A thirsty shopper approaches the refrigerated section of Whole Foods and faces about twenty different beverage options. She wants something healthy to make up for the Fridge-blue

slice of pizza she just ate for lunch. That narrows it down to eight. She also read somewhere that chia seeds are the new go-to superfood. Now she has four. All four drinks have the same nutritional benefits and the prices differ only marginally. Moments later, her eyes drift to one bottle, followed by her hand, and it ends up in her basket.

If you’re a distributor, you want that beverage in her basket to be yours. So what’s the trick? How do you get consumers to pick your product while your competitors are nudged up right against you?

Two words: Packaging Design

Although we struggle to admit it, we make a lot of our purchasing decisions based on looks. Presentation matters. Here are five companies that do product packaging design right, and the major factors behind their successes:

Boxed Water(http://www.boxedwaterisbetter.com/images/uploads/assets-photos/500ML.jpg)

1. Boxed Water

Boxed Water is getting consumers to pay $4 for 500ml of something you can get right out of your kitchen faucet, free of additional charge. How? With a drop of inspiration. Businesses that are tied to a greater cause and can clearly communicate that cause through their products tend to attract more customers. In addition to clarity, Boxed Water offers explanation. On one side of the carton, they detail why Boxed Water is in fact better for the environment. Additionally, the recyclable carton is unique and consistent with its mission to reduce harmful waste.
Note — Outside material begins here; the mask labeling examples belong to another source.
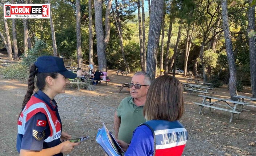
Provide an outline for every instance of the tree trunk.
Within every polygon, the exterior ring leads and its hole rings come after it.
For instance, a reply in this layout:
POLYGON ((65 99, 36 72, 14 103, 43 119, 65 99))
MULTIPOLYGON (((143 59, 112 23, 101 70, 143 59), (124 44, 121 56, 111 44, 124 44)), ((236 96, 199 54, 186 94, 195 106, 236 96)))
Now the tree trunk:
POLYGON ((148 42, 147 72, 154 80, 163 18, 164 0, 152 0, 148 42))
POLYGON ((229 79, 228 86, 230 93, 230 99, 232 100, 236 100, 236 98, 233 96, 237 95, 236 92, 236 69, 235 63, 235 59, 232 49, 232 42, 231 41, 230 34, 229 26, 228 19, 228 9, 227 0, 223 0, 221 1, 221 6, 222 8, 222 23, 223 30, 224 31, 224 37, 227 51, 227 55, 228 62, 230 78, 229 79))
POLYGON ((207 82, 207 77, 206 76, 206 72, 205 71, 205 62, 203 60, 203 49, 205 47, 205 42, 206 37, 203 36, 203 42, 201 43, 201 48, 200 49, 200 59, 202 62, 202 66, 203 68, 203 82, 207 82))
POLYGON ((168 64, 170 54, 170 43, 171 42, 171 37, 172 36, 172 30, 173 27, 172 21, 170 20, 169 24, 169 30, 168 31, 168 39, 167 39, 167 46, 166 47, 166 53, 165 53, 165 60, 164 74, 168 75, 168 64))
MULTIPOLYGON (((191 43, 192 43, 192 38, 193 38, 193 34, 194 33, 194 30, 195 28, 195 22, 194 22, 193 24, 193 27, 192 27, 192 30, 191 32, 191 34, 190 36, 189 37, 189 43, 188 47, 187 47, 187 52, 186 53, 186 55, 185 55, 185 60, 184 60, 184 76, 186 76, 187 75, 187 61, 189 60, 189 52, 190 51, 190 48, 191 48, 191 43), (186 70, 186 71, 185 71, 186 70)), ((187 49, 186 48, 186 50, 187 49)))
POLYGON ((160 75, 164 75, 164 72, 161 71, 164 69, 164 39, 165 37, 165 12, 163 14, 163 20, 162 22, 162 38, 161 38, 161 53, 160 55, 160 75))
POLYGON ((92 41, 92 15, 91 0, 88 0, 89 8, 89 64, 93 62, 93 41, 92 41))
POLYGON ((151 9, 150 9, 151 6, 150 4, 150 1, 151 0, 148 0, 148 12, 149 14, 149 19, 150 19, 150 12, 151 11, 151 9))
POLYGON ((25 56, 28 56, 28 21, 27 19, 22 19, 23 25, 24 26, 24 54, 25 56))
POLYGON ((7 50, 7 52, 8 52, 9 50, 9 47, 8 47, 8 45, 7 45, 7 43, 6 43, 6 41, 5 41, 5 39, 4 38, 4 37, 3 35, 3 34, 2 34, 1 32, 0 32, 0 35, 1 35, 1 37, 2 38, 2 40, 4 42, 4 46, 5 46, 5 48, 6 48, 6 50, 7 50))
POLYGON ((174 54, 172 57, 172 59, 169 61, 169 63, 168 64, 168 73, 170 73, 172 72, 172 68, 173 66, 173 64, 174 63, 174 54))
POLYGON ((51 5, 50 1, 50 0, 48 0, 48 3, 50 4, 49 6, 50 7, 50 12, 49 13, 49 15, 50 16, 50 24, 51 25, 51 37, 53 39, 53 48, 54 56, 58 56, 58 53, 57 52, 57 45, 56 43, 54 27, 53 25, 53 17, 51 16, 51 5))
POLYGON ((33 46, 32 45, 32 41, 31 41, 31 38, 29 35, 29 33, 28 31, 28 49, 30 50, 33 48, 33 46))
POLYGON ((83 71, 83 55, 81 46, 81 12, 80 12, 80 0, 76 1, 77 7, 77 63, 78 67, 83 71))
POLYGON ((17 45, 17 34, 16 31, 16 22, 15 18, 12 18, 12 37, 13 39, 13 56, 14 60, 17 61, 18 59, 18 46, 17 45))
POLYGON ((188 24, 187 28, 187 38, 186 40, 186 49, 185 50, 185 54, 184 56, 184 76, 186 76, 186 75, 187 74, 187 59, 188 59, 188 55, 187 53, 188 53, 188 51, 189 50, 190 27, 190 25, 188 24), (188 56, 187 59, 187 56, 188 56))
POLYGON ((173 76, 174 77, 175 77, 175 73, 176 73, 176 58, 177 55, 177 52, 178 52, 178 47, 179 46, 179 43, 181 38, 181 30, 182 24, 179 24, 179 31, 178 32, 178 37, 177 37, 177 41, 176 42, 176 45, 174 49, 174 53, 173 54, 173 58, 174 60, 174 63, 173 64, 173 76))
POLYGON ((146 67, 144 66, 145 64, 144 63, 145 60, 144 59, 144 55, 143 54, 143 41, 141 33, 141 22, 140 17, 140 0, 138 0, 137 4, 138 5, 138 18, 139 19, 139 31, 140 37, 140 51, 141 71, 146 72, 146 67))
POLYGON ((197 63, 198 63, 198 61, 197 60, 197 58, 196 58, 193 66, 193 74, 195 76, 197 76, 198 75, 197 73, 197 63))
POLYGON ((107 71, 107 60, 105 53, 104 31, 102 23, 102 4, 101 0, 94 0, 95 28, 97 38, 97 54, 99 69, 107 71))
POLYGON ((107 5, 106 13, 105 14, 105 35, 104 39, 104 50, 106 49, 110 37, 110 13, 111 10, 112 0, 108 0, 107 5))
POLYGON ((4 18, 4 27, 5 28, 5 32, 6 33, 6 37, 7 38, 7 46, 8 47, 7 52, 8 53, 8 59, 9 60, 12 60, 12 45, 11 41, 11 38, 10 38, 10 34, 9 34, 9 29, 8 27, 8 24, 6 18, 4 18))
MULTIPOLYGON (((119 37, 119 41, 120 43, 120 46, 121 47, 121 50, 122 51, 122 55, 123 55, 123 58, 124 59, 124 64, 125 65, 125 67, 126 67, 126 68, 127 69, 127 71, 128 73, 131 72, 131 71, 130 70, 130 68, 129 67, 129 65, 126 61, 126 58, 125 58, 125 56, 124 55, 124 46, 123 44, 123 32, 122 32, 122 28, 121 25, 121 21, 120 21, 120 18, 119 15, 119 7, 118 4, 117 4, 117 0, 115 0, 116 3, 116 18, 115 16, 115 13, 113 13, 114 16, 114 18, 115 18, 115 20, 116 22, 116 28, 117 29, 118 31, 118 35, 119 37)), ((114 10, 112 8, 112 10, 113 12, 114 12, 114 10)))
MULTIPOLYGON (((255 31, 255 5, 251 4, 252 0, 249 0, 248 16, 248 31, 255 31)), ((252 97, 256 98, 256 46, 255 37, 249 38, 250 51, 250 69, 251 69, 251 84, 252 92, 252 97)))
POLYGON ((143 60, 145 69, 146 67, 146 31, 145 28, 145 13, 144 9, 144 0, 141 0, 141 11, 142 11, 142 41, 143 48, 143 60))

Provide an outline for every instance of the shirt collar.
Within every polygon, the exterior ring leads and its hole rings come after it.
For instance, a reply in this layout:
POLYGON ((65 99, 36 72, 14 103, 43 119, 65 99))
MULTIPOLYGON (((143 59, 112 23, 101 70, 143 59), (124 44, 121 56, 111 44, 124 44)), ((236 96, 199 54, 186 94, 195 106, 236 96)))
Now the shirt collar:
POLYGON ((35 94, 35 96, 36 97, 43 100, 52 110, 54 110, 57 107, 57 104, 55 100, 54 99, 51 100, 49 97, 42 92, 41 89, 39 89, 37 93, 35 94))

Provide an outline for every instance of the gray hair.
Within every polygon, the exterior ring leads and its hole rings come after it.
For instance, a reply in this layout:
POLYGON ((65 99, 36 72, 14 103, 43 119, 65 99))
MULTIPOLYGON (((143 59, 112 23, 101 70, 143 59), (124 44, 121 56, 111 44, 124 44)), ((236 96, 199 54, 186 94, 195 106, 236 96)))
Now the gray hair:
POLYGON ((145 85, 150 86, 151 84, 151 77, 148 73, 143 71, 137 72, 134 74, 133 76, 137 75, 143 75, 145 76, 144 83, 145 85))

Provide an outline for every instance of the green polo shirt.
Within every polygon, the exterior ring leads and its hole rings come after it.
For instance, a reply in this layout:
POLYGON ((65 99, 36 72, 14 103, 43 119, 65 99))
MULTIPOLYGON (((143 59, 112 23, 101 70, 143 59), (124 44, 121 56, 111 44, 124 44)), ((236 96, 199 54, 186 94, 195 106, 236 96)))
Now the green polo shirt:
POLYGON ((143 114, 143 106, 137 106, 131 97, 122 100, 116 111, 117 117, 121 118, 118 140, 128 143, 131 142, 133 131, 139 125, 146 122, 143 114))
When consumers buy Boxed Water, they feel that they have done their good deed for the day, giving them a quick and easy morale boost.

The Better Chip

2. The Better Chip

The Better Chip knows its customer — health-oriented snack lovers who will try anything that screams organic. The images of real red peppers, jalapenos, and sweet onions in addition to the Non-GMO certified stamp and Gluten Free label do exactly that. The clear and consistent flavor cues are also imperative. If done wrong, flavor cues can lead to significant losses. In 2009, Tropicana experienced a 20% drop in sales due to a failed rebranding which included weak flavor cues on their package designs. The Better Chip even went a step further by finding their way into the produce section of grocery stores rather than the chip aisle, mastering both product design and placement.



3. Coca-Cola

A product’s emotional value is vital to a company’s brand and customer loyalty, as displayed by Coca-Cola’s success. Businesses can elicit strong emotional response through their products with the right combination of color, size, and shape in addition to other icons, images, or text. Coca-Cola perfects this art with their classic glass contour bottle, born in 1916 and still found on shelves today. This nostalgia-inducing bottle takes us back to the 50’s and 60’s when Coca-Cola began advertising heavily in the media. When consumers purchase a bottle today, they’re not buying the taste, but rather memories of family dinners or beach outings from past decades.

Citro Mints


4. Citro

Honesty is the best policy. Citro gives customers an immediate view of the exact product that they are purchasing. There’s no need to guess what’s inside. Additionally, Citro has perfected what some call shelf impact– the ability to stand out in a sea of similar products. Place Citro Mints on the same shelf as Tic Tacs, Ice Breakers, and Altoids, and your eyes will go straight to Citro. The contrast between the clean white packaging, and bright colors of the mints is pleasing to the eye, and the addition of the leaf to the plastic circle to make a citrus fruit is a clever twist.

Chobani Flip


5. Chobani

Chobani is keeping up with the times. They hit the nail on the head with their launch of a new product called Chobani Flip, designed perfectly for Generation Y. Chobani Flip is a ready-to-go snack pack of yogurt that comes with a side compartment of toppings that, you guessed it, flips into the yogurt. The key to this mindful design is convenience and practicality. Chobani took note of the fact that since their youth, millennials have been blessed with convenience, and that that’s what they will continue to demand. The greatest part of the design in my opinion? It comes with a small wooden spoon. That’s an additional 60 seconds to my break from not having to walk around the office in search of a plastic spoon, or worse, a metal one that I would have to clean afterwards which would take an additional 2 minutes.

As our lifestyles continue to evolve with the introduction of new technologies, so do our standards for product presentation and design. What was once appealing to the eye ten years ago, is no match for the sophistication of high quality product designs today. A handful of businesses have a firm grasp of the ever-evolving consumer demand and how to adjust to it with a combination of appealing product designs and other marketing strategies. They are the frontrunners, and the cash register is your finish line.